È un ottimo antiossidante
Grazie ai suoi effetti, la melatonina contribuisce a migliorare il sistema immunitario e aiuta la prevenzione delle malattie legate al sistema nervoso.
Solitamente è utilizzata per il trattamento di glaucomi, retinopatie, emicranie e tati altri disturbi.

Combatte la depressione stagionale
Questo tipo di disturbo, solitamente si presenza nei mesi invernali e provoca una comune tristezza e sonnolenza eccessiva, con diminuzione dell’appetito e difficoltà di concentrazione.
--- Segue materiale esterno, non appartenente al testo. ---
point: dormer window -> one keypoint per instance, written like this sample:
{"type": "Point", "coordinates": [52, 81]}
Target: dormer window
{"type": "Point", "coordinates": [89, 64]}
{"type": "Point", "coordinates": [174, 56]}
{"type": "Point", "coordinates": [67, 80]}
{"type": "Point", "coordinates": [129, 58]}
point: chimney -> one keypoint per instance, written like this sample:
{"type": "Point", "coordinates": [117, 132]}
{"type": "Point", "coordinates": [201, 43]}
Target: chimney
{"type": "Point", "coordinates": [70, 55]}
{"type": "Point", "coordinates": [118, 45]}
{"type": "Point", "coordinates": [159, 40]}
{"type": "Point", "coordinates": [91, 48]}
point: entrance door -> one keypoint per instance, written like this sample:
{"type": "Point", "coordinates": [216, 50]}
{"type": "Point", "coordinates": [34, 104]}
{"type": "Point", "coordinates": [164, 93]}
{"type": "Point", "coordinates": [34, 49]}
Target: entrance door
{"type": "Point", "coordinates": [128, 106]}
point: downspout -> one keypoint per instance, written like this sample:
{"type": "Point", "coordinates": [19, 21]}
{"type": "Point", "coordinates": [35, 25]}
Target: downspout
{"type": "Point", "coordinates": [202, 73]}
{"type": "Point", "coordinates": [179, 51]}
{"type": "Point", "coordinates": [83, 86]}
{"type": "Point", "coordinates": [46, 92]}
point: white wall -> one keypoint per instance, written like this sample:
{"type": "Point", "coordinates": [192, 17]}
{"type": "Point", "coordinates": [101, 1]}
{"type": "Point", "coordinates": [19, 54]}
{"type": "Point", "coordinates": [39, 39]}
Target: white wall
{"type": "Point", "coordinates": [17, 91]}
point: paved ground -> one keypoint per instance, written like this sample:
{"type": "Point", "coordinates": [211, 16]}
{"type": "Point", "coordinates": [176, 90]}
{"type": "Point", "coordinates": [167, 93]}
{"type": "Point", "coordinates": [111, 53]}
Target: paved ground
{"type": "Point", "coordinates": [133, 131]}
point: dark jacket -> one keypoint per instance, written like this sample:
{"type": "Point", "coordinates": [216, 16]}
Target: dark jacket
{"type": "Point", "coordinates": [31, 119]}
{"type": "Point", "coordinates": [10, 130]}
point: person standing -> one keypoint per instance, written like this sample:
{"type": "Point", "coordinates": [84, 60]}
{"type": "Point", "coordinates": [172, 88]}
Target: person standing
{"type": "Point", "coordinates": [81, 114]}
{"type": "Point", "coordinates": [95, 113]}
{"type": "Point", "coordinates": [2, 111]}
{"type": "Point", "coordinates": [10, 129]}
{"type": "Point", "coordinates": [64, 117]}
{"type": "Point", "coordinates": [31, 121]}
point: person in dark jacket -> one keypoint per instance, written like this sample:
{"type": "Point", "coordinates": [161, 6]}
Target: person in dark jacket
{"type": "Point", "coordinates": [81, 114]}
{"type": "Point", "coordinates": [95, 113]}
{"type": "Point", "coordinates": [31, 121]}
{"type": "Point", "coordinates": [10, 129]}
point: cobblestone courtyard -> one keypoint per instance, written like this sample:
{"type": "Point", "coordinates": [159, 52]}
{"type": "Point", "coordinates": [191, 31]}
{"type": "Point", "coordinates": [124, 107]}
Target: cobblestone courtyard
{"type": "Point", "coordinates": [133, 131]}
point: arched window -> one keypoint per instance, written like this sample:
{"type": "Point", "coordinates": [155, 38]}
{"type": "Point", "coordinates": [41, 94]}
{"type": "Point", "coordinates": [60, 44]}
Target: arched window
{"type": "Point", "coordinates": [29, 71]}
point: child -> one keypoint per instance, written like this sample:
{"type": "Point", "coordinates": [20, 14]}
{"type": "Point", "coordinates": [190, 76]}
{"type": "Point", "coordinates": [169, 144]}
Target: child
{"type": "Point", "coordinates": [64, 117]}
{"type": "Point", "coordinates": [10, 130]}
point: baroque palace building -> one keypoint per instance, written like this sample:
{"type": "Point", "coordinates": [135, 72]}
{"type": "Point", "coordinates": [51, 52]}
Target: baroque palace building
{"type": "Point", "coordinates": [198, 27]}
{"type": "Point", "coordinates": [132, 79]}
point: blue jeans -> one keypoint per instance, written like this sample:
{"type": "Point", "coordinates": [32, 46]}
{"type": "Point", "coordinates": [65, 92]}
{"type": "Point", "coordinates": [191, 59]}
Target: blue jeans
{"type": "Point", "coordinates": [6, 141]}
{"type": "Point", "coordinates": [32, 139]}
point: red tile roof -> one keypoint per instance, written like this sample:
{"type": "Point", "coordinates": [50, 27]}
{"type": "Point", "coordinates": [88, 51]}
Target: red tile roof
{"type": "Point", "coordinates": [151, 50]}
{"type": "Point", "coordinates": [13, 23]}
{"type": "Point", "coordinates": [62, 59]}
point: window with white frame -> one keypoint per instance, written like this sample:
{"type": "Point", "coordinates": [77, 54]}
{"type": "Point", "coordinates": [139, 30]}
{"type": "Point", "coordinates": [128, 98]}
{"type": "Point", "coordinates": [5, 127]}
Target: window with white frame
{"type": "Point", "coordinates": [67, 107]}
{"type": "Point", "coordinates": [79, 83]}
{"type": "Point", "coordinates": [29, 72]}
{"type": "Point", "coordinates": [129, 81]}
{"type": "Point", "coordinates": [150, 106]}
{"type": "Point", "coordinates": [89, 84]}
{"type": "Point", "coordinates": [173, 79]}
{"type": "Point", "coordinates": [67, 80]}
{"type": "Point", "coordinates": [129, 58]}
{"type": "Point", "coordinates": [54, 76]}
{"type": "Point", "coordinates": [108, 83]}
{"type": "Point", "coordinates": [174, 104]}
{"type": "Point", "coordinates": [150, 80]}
Questo avviene tipicamente in persone che vivono nelle zone in cui gli inverni sono più lunghi e sono associati ad una diminuzione nell’organismo, delle sostanze legate all’umore e al sonno, quindi rispettivamente serotonina e melatonina.
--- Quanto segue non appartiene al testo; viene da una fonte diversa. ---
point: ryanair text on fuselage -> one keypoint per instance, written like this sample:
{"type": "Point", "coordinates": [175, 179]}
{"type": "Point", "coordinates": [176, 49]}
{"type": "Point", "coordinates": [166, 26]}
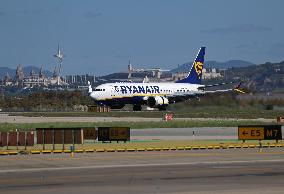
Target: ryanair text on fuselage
{"type": "Point", "coordinates": [138, 89]}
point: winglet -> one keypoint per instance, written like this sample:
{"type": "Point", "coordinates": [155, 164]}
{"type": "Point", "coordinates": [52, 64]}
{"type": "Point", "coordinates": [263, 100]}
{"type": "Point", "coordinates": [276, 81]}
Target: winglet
{"type": "Point", "coordinates": [90, 87]}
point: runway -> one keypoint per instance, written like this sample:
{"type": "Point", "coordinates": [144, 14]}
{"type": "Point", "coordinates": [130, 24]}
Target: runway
{"type": "Point", "coordinates": [5, 118]}
{"type": "Point", "coordinates": [207, 171]}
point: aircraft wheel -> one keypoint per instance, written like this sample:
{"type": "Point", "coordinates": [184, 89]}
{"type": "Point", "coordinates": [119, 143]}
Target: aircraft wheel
{"type": "Point", "coordinates": [162, 108]}
{"type": "Point", "coordinates": [137, 107]}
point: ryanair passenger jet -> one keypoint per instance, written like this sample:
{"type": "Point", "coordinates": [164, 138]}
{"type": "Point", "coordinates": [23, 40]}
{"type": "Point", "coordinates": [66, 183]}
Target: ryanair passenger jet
{"type": "Point", "coordinates": [155, 95]}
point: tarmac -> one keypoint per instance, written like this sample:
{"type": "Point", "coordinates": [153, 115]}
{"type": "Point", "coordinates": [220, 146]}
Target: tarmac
{"type": "Point", "coordinates": [5, 118]}
{"type": "Point", "coordinates": [197, 171]}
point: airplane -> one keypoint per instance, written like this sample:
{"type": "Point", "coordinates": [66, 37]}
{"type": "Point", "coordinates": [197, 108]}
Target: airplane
{"type": "Point", "coordinates": [156, 95]}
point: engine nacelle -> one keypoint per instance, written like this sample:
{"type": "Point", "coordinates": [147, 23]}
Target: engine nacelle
{"type": "Point", "coordinates": [157, 101]}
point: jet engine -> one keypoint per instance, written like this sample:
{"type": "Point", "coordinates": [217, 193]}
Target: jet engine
{"type": "Point", "coordinates": [157, 101]}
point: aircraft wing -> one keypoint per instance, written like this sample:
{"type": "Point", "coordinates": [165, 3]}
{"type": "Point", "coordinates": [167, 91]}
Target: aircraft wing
{"type": "Point", "coordinates": [202, 92]}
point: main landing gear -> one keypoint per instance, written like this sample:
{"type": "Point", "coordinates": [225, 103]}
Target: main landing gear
{"type": "Point", "coordinates": [162, 108]}
{"type": "Point", "coordinates": [137, 107]}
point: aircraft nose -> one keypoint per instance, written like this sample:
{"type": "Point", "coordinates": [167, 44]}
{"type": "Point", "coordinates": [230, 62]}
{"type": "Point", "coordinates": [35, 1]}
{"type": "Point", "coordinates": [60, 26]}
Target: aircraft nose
{"type": "Point", "coordinates": [94, 95]}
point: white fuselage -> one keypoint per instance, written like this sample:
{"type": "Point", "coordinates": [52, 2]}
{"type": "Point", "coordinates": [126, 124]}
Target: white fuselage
{"type": "Point", "coordinates": [127, 90]}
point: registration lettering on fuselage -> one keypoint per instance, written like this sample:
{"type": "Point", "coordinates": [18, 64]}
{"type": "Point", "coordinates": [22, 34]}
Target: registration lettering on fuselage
{"type": "Point", "coordinates": [137, 89]}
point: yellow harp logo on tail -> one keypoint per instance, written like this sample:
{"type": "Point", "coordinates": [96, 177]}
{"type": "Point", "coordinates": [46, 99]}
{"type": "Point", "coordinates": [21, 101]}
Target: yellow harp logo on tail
{"type": "Point", "coordinates": [198, 67]}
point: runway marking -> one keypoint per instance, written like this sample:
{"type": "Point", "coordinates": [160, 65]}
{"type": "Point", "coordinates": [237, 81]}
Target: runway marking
{"type": "Point", "coordinates": [144, 155]}
{"type": "Point", "coordinates": [137, 165]}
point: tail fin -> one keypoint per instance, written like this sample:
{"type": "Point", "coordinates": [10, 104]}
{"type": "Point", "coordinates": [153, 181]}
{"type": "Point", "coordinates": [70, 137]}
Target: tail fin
{"type": "Point", "coordinates": [90, 90]}
{"type": "Point", "coordinates": [195, 74]}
In questi casi, l’assunzione di melatonina aiuta a regolare meglio il ciclo circadiano (il ritmo sonno-veglia quotidiano) e quindi combatte questi sintomi.
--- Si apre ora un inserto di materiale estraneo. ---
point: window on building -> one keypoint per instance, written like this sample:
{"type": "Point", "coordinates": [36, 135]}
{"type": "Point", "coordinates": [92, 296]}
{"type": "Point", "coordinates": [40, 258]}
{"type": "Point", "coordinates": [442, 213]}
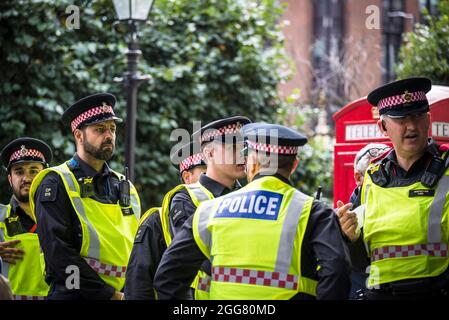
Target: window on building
{"type": "Point", "coordinates": [328, 31]}
{"type": "Point", "coordinates": [393, 27]}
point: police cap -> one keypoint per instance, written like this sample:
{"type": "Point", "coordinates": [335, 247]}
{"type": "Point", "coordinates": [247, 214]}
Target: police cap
{"type": "Point", "coordinates": [401, 98]}
{"type": "Point", "coordinates": [26, 150]}
{"type": "Point", "coordinates": [272, 138]}
{"type": "Point", "coordinates": [224, 130]}
{"type": "Point", "coordinates": [187, 157]}
{"type": "Point", "coordinates": [92, 109]}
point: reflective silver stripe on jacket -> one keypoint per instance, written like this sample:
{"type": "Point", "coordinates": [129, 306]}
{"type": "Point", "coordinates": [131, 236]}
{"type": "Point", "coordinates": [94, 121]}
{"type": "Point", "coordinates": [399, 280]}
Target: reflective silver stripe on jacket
{"type": "Point", "coordinates": [94, 242]}
{"type": "Point", "coordinates": [204, 283]}
{"type": "Point", "coordinates": [106, 269]}
{"type": "Point", "coordinates": [135, 205]}
{"type": "Point", "coordinates": [198, 192]}
{"type": "Point", "coordinates": [436, 211]}
{"type": "Point", "coordinates": [20, 297]}
{"type": "Point", "coordinates": [3, 213]}
{"type": "Point", "coordinates": [289, 230]}
{"type": "Point", "coordinates": [430, 249]}
{"type": "Point", "coordinates": [203, 222]}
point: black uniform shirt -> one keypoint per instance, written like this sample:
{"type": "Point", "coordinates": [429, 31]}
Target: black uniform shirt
{"type": "Point", "coordinates": [182, 207]}
{"type": "Point", "coordinates": [23, 225]}
{"type": "Point", "coordinates": [323, 243]}
{"type": "Point", "coordinates": [149, 244]}
{"type": "Point", "coordinates": [60, 234]}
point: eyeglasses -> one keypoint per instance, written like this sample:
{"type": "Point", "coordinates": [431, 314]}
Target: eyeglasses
{"type": "Point", "coordinates": [373, 152]}
{"type": "Point", "coordinates": [412, 116]}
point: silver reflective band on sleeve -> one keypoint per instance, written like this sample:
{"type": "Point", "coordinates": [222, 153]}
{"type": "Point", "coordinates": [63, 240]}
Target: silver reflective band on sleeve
{"type": "Point", "coordinates": [5, 269]}
{"type": "Point", "coordinates": [202, 226]}
{"type": "Point", "coordinates": [94, 241]}
{"type": "Point", "coordinates": [366, 192]}
{"type": "Point", "coordinates": [3, 213]}
{"type": "Point", "coordinates": [198, 192]}
{"type": "Point", "coordinates": [20, 297]}
{"type": "Point", "coordinates": [204, 283]}
{"type": "Point", "coordinates": [288, 234]}
{"type": "Point", "coordinates": [135, 205]}
{"type": "Point", "coordinates": [436, 211]}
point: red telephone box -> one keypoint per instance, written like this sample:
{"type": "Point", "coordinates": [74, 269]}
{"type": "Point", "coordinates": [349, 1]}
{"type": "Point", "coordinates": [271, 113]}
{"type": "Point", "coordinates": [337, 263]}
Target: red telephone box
{"type": "Point", "coordinates": [356, 126]}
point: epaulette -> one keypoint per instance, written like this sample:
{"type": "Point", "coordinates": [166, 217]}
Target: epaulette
{"type": "Point", "coordinates": [383, 155]}
{"type": "Point", "coordinates": [444, 147]}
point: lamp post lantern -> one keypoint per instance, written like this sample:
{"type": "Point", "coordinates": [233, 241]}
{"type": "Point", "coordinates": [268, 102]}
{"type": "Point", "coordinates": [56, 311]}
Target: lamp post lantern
{"type": "Point", "coordinates": [131, 12]}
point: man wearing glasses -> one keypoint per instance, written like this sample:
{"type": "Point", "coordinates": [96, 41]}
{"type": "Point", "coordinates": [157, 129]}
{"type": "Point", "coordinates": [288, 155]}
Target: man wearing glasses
{"type": "Point", "coordinates": [405, 194]}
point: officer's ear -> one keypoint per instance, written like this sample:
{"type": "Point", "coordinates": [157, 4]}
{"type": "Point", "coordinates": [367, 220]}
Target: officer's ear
{"type": "Point", "coordinates": [382, 127]}
{"type": "Point", "coordinates": [78, 135]}
{"type": "Point", "coordinates": [208, 152]}
{"type": "Point", "coordinates": [295, 165]}
{"type": "Point", "coordinates": [10, 179]}
{"type": "Point", "coordinates": [186, 175]}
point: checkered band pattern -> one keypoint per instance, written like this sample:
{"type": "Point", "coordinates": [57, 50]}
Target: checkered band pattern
{"type": "Point", "coordinates": [106, 269]}
{"type": "Point", "coordinates": [431, 249]}
{"type": "Point", "coordinates": [26, 153]}
{"type": "Point", "coordinates": [401, 99]}
{"type": "Point", "coordinates": [255, 277]}
{"type": "Point", "coordinates": [190, 161]}
{"type": "Point", "coordinates": [19, 297]}
{"type": "Point", "coordinates": [228, 129]}
{"type": "Point", "coordinates": [93, 112]}
{"type": "Point", "coordinates": [272, 148]}
{"type": "Point", "coordinates": [204, 283]}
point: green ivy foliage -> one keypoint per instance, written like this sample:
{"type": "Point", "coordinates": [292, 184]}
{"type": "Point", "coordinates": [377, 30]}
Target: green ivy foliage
{"type": "Point", "coordinates": [426, 51]}
{"type": "Point", "coordinates": [208, 59]}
Riduce i bruciori di stomaco
La melatonina contribuisce alla riduzione della produzione di acidi dello stomaco e quindi riduce il reflusso gastroesofageo e permette di alleviare i fastidi tipici di chi soffre di disturbi di stomaco.

La produzione di melatonina va diminuendo con l’avanzare dell’età ed esistono dei prodotti farmaceutici o degli integratori che vanno a compensare queste mancanze. Ovviamente necessitano tutti di una prescrizione medica, che permetta di stabilire il giusto dosaggio. Solitamente la loro assunzione varia in pastiglie da 1 a 5 mg e da prendere circa 1 ora prima di andare a dormire.

È sconsigliato il suo utilizzo durante la giornata, perché potrebbe interferire con il vostro ciclo circadiano. Alcuni alimenti aumentano la concentrazione di melatonina, come formaggio bianco, latte, kiwi, banane, noci, spinaci, fagioli, aglio e pane integrale. Questi sono molto consigliati a chi soffre d’insonnia, perché aiutano a regolare i livelli del sonno. Gli effetti collaterali più comuni per chi assume questi integratori sono mal di testa, nausea e vertigini, quindi ricordate sempre di utilizzarli solamente dopo un consulto con il vostro medico.